Le problème du mercure (méthylmercure)
Les gros poissons prédateurs (thon, espadon, requin, marlin, daurade royale) accumulent les métaux lourds au sommet de la chaîne alimentaire. Le méthylmercure se lie aux protéines des tissus et met du temps à s'éliminer.
Il entre en compétition avec le sélénium, indispensable au fonctionnement de nombreuses enzymes. En se fixant sur les sites actifs de la DIO2, il réduit son efficacité. À forte exposition, les effets neurotoxiques sont documentés, notamment pour les femmes enceintes et les jeunes enfants.
Microplastiques et PFAS
Les poissons sont aujourd'hui exposés à d'autres polluants : les microplastiques, issus de la dégradation des déchets plastiques marins, et les PFAS (substances per- et polyfluoroalkylées, dits polluants éternels), associés à des perturbations endocriniennes et des effets sur la fertilité et l'immunité.

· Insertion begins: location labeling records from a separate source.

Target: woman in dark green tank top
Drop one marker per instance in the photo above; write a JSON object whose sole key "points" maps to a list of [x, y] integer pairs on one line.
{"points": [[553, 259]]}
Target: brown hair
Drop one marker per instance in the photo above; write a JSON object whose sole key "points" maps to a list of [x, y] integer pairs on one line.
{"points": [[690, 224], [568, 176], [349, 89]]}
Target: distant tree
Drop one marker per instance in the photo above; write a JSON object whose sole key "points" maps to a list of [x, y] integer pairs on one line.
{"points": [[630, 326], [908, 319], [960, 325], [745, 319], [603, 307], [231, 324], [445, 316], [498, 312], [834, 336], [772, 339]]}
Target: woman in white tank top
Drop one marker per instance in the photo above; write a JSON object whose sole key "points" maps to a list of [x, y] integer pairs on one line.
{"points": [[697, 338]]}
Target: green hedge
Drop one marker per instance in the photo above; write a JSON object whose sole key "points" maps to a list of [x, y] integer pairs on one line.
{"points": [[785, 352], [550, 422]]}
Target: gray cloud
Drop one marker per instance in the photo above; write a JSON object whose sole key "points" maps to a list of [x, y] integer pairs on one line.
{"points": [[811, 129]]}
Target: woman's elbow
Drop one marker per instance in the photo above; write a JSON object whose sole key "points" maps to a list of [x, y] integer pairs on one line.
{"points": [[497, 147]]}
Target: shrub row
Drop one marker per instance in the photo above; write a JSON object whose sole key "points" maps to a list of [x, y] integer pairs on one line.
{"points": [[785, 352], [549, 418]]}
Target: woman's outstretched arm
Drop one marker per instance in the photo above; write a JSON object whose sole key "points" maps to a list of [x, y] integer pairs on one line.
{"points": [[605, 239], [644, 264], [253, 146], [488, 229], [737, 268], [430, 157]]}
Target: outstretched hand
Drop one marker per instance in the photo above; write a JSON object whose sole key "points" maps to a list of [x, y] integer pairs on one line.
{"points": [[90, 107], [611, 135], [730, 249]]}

La solution : bien choisir ses poissons
Les petits poissons gras (à cycle de vie court) apportent autant, voire davantage, d'oméga-3 sans accumulation de toxiques : sardines, anchois, maquereaux, truite ou hareng.
- 2 portions de poisson par semaine, dont au moins 1 de poisson gras
- Alterner petits poissons gras et poissons maigres (cabillaud, colin, sole)
- Limiter la consommation de gros prédateurs, surtout chez les femmes enceintes et les enfants
- Associer le poisson à une alimentation riche en fruits, légumes et fibres
Choisir les petits poissons gras, c'est protéger son cœur, son cerveau, sa thyroïde... et la planète. Une stratégie gagnante pour la santé et l'environnement.